Was für eine doofe Frage.

Welches Hintergrundbild haben Sie auf Ihrem Handy?
Ein Bild meiner Familie.

Worauf freuen Sie sich?
Über jede Minute, welche ich mit meiner Familie und Freunden verbringen kann.

Und worüber können Sie lachen?
Ich kann über sehr viel lachen. Am liebsten, wenn dem Humor keine moralischen Grenzen gesetzt sind. Aber: von oben nach unten treten geht nicht.

Luca Maggi ist seit 2018 Gemeinderat der Grünen in Zürich. Seither ist er Mitglied der Sachkommission Finanzdepartement. Von 2022 bis 2024 war er deren Präsident. Maggi vertritt den Wahlkreis 1+2. Er war Vizepräsident der Grünen Stadt Zürich (bis 2022) sowie der Grünen Schweiz (bis 2018).
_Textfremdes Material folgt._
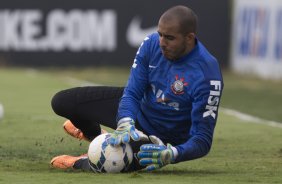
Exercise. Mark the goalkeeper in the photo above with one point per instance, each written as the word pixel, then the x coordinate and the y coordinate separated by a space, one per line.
pixel 172 95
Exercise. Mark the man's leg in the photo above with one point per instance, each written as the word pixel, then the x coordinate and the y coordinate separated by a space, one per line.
pixel 88 107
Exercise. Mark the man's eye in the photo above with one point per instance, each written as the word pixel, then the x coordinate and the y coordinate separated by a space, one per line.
pixel 170 37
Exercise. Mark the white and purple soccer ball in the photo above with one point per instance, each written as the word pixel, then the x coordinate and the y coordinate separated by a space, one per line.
pixel 104 158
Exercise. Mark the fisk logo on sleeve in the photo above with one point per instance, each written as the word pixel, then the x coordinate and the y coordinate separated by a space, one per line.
pixel 213 99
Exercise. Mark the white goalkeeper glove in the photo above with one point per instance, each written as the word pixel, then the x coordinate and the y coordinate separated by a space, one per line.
pixel 156 155
pixel 126 130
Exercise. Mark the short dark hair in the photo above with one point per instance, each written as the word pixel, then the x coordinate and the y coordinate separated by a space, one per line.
pixel 185 16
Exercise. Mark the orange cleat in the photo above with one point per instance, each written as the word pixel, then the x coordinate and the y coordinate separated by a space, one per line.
pixel 65 161
pixel 75 132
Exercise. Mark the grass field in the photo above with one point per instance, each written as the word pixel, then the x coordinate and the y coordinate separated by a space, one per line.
pixel 31 134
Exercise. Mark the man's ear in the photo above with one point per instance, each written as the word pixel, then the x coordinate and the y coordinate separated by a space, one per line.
pixel 190 36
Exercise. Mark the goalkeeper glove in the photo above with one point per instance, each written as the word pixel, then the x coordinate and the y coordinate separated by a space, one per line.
pixel 157 155
pixel 125 130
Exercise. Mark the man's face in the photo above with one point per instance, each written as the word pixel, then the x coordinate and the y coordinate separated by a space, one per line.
pixel 173 44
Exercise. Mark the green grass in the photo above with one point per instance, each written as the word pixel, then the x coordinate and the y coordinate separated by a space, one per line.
pixel 31 134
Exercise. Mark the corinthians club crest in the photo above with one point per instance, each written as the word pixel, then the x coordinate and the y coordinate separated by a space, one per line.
pixel 178 85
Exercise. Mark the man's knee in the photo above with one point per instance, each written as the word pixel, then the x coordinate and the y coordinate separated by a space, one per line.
pixel 63 102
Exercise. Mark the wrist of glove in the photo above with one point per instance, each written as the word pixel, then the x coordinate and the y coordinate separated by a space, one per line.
pixel 155 156
pixel 125 131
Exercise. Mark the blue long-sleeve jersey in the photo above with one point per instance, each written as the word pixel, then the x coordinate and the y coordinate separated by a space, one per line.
pixel 175 100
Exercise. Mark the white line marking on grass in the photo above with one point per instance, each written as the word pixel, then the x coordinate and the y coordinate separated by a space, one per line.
pixel 249 118
pixel 245 117
pixel 77 82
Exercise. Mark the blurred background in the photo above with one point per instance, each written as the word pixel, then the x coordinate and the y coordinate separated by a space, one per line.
pixel 96 33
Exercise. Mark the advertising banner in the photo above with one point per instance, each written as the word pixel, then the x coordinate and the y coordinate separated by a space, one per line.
pixel 101 32
pixel 257 38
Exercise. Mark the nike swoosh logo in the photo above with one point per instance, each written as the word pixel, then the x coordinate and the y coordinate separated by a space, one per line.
pixel 151 66
pixel 135 34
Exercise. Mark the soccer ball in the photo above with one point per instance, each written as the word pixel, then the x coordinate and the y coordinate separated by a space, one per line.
pixel 1 111
pixel 108 159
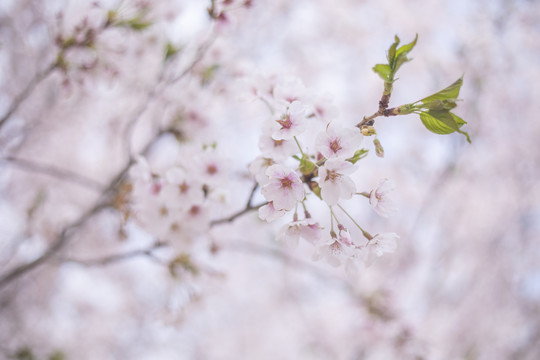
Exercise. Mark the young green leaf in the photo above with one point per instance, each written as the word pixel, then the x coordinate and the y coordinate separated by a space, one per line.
pixel 359 154
pixel 443 122
pixel 391 55
pixel 446 104
pixel 401 54
pixel 451 92
pixel 383 70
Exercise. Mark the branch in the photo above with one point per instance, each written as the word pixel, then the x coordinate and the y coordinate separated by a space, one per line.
pixel 103 202
pixel 111 259
pixel 23 95
pixel 277 253
pixel 55 172
pixel 249 207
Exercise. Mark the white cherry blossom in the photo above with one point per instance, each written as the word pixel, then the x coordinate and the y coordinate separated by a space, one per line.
pixel 258 167
pixel 291 123
pixel 337 141
pixel 383 243
pixel 307 229
pixel 335 182
pixel 284 187
pixel 379 199
pixel 269 213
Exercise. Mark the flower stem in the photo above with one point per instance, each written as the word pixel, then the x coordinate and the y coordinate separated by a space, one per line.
pixel 364 232
pixel 299 147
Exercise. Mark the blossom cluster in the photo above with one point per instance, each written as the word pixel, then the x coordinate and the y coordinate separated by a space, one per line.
pixel 306 152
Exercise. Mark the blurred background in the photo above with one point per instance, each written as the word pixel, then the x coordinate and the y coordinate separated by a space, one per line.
pixel 83 89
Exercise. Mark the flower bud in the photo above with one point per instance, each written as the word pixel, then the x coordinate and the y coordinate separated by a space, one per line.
pixel 379 150
pixel 368 130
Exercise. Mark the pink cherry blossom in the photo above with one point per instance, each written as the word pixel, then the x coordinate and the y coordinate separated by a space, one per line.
pixel 258 167
pixel 269 213
pixel 379 199
pixel 307 229
pixel 383 243
pixel 337 141
pixel 284 187
pixel 291 123
pixel 334 181
pixel 290 89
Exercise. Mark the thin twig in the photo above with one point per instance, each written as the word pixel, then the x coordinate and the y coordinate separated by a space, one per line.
pixel 249 207
pixel 23 95
pixel 277 253
pixel 103 202
pixel 112 259
pixel 54 171
pixel 237 214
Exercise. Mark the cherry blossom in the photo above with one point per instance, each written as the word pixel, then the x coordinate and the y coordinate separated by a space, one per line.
pixel 383 243
pixel 336 250
pixel 291 123
pixel 290 89
pixel 337 141
pixel 379 199
pixel 258 167
pixel 269 213
pixel 334 181
pixel 284 187
pixel 307 229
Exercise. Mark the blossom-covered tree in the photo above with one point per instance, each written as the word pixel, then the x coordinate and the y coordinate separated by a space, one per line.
pixel 221 179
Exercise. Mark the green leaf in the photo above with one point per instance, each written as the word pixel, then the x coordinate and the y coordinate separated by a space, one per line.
pixel 451 92
pixel 401 54
pixel 405 49
pixel 359 154
pixel 460 123
pixel 391 55
pixel 306 166
pixel 443 122
pixel 446 104
pixel 170 51
pixel 383 70
pixel 435 125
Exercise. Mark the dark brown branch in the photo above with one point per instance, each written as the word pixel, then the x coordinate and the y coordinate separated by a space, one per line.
pixel 55 172
pixel 236 215
pixel 249 207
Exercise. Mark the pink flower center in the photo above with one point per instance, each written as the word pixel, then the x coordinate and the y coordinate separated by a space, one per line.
pixel 332 176
pixel 183 188
pixel 286 182
pixel 335 146
pixel 335 248
pixel 195 210
pixel 278 143
pixel 211 169
pixel 286 122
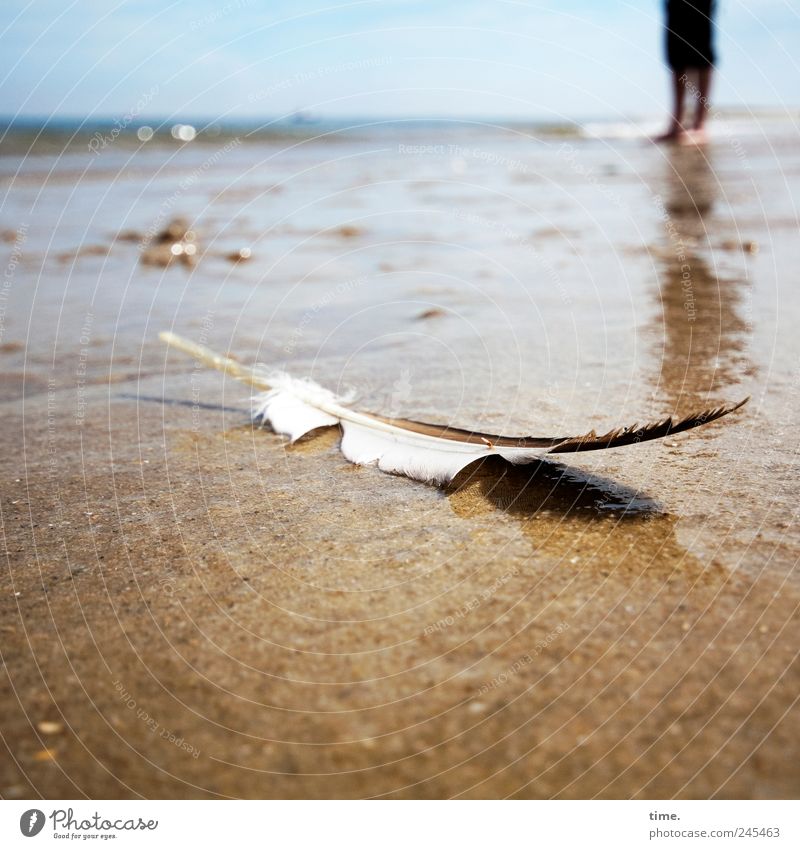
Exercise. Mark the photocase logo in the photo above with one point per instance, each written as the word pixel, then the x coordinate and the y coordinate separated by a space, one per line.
pixel 31 822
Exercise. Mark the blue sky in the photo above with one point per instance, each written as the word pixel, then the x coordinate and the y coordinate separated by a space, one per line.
pixel 483 58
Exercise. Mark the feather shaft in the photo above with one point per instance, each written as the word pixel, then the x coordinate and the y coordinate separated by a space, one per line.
pixel 423 451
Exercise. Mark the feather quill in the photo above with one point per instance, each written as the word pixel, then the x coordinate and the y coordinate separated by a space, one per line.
pixel 425 452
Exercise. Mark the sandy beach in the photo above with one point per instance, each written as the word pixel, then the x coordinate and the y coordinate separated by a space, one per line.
pixel 192 608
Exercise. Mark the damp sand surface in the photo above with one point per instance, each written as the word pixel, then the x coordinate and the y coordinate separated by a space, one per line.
pixel 192 608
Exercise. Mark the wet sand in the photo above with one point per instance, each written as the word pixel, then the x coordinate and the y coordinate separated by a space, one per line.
pixel 191 608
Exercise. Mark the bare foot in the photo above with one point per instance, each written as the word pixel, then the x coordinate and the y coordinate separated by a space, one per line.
pixel 672 136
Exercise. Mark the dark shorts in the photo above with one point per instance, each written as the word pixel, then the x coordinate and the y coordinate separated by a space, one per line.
pixel 690 34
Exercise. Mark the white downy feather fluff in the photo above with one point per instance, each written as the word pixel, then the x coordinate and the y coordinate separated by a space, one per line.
pixel 425 452
pixel 294 407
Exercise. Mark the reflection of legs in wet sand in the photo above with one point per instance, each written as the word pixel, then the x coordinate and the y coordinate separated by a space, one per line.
pixel 690 55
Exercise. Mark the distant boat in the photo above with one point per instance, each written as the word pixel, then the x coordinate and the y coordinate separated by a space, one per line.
pixel 302 116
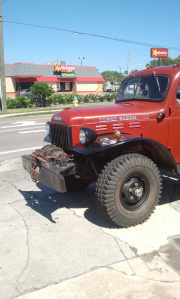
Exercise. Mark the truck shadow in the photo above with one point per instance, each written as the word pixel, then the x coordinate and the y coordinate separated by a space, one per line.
pixel 46 201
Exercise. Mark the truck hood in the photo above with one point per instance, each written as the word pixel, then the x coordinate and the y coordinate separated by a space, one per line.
pixel 119 112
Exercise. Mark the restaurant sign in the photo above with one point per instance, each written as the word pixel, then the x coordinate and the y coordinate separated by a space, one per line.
pixel 159 53
pixel 65 70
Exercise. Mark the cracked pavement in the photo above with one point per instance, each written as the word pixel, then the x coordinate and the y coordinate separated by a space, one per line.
pixel 59 245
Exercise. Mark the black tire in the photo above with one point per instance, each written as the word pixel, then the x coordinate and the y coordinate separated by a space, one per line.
pixel 74 184
pixel 128 189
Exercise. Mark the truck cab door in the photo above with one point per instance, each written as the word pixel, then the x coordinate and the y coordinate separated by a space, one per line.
pixel 174 125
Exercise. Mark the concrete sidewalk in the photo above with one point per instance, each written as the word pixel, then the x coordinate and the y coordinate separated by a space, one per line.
pixel 60 246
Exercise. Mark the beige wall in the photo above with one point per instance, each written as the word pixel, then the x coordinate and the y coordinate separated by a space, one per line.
pixel 86 87
pixel 10 87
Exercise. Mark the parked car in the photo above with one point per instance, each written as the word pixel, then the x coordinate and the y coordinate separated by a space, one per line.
pixel 27 93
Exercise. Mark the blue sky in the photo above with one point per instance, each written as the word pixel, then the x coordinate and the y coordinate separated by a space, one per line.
pixel 155 22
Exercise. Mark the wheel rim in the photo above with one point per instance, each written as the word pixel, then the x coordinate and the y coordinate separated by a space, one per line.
pixel 134 191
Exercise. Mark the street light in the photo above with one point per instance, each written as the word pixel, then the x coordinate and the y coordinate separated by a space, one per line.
pixel 81 59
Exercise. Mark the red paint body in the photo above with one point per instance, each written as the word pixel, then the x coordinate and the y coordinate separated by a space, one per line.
pixel 134 117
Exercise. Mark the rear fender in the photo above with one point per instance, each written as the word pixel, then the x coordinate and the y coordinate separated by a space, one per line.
pixel 108 146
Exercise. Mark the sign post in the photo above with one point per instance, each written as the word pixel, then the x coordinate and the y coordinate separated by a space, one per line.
pixel 159 53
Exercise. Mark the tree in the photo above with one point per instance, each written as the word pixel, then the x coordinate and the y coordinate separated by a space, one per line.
pixel 43 91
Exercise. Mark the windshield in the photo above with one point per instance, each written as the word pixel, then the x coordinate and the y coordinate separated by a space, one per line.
pixel 147 88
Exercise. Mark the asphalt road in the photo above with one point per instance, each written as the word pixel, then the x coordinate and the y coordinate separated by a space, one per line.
pixel 60 246
pixel 21 135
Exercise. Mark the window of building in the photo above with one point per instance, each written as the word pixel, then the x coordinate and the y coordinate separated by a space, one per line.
pixel 23 85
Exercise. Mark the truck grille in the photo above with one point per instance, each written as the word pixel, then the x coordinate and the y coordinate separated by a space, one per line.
pixel 61 136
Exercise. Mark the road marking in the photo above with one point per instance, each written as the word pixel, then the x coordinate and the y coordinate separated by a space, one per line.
pixel 12 121
pixel 35 131
pixel 21 150
pixel 23 124
pixel 18 129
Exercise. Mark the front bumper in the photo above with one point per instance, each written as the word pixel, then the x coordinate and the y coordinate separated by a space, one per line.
pixel 50 176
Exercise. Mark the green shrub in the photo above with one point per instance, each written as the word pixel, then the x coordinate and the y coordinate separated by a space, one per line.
pixel 19 102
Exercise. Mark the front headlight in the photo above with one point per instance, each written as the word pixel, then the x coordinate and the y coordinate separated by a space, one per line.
pixel 47 127
pixel 87 135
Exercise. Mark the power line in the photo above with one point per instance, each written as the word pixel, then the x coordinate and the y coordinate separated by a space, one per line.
pixel 89 34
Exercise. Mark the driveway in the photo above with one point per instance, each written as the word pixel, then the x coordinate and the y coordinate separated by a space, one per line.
pixel 59 245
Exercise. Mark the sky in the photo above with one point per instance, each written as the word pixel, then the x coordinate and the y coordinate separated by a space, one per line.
pixel 139 22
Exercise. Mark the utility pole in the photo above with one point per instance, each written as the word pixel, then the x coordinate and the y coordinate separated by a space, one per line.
pixel 128 62
pixel 2 67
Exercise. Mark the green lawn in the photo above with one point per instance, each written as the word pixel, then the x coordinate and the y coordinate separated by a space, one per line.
pixel 49 110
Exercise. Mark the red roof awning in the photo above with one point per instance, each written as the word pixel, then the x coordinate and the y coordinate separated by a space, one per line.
pixel 90 79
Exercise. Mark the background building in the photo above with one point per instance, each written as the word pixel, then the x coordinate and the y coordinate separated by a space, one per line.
pixel 63 78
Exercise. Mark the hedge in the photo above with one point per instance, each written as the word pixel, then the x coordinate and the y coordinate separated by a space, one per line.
pixel 58 99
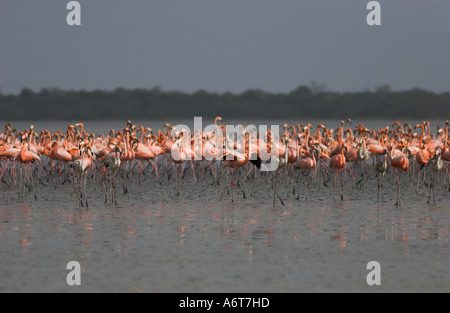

Bis 2022 war er zudem im Vorstand des 1. Mai-Komitees. Der 35-jährige Jurist führt ein Rechtsberatungs- und Treuhandbüro mit Fokus auf Arbeitsrecht und nachhaltige Unternehmensführung. Seine Arbeit beim FC Zürich als Sicherheitsverantwortlicher bewältigt er als berufliches Mandat.

Maggi wohnt mit seiner Familie im Kreis 7. Als Hobbys nennt er neben Fussball Lesen, Schreiben und Barkeepern.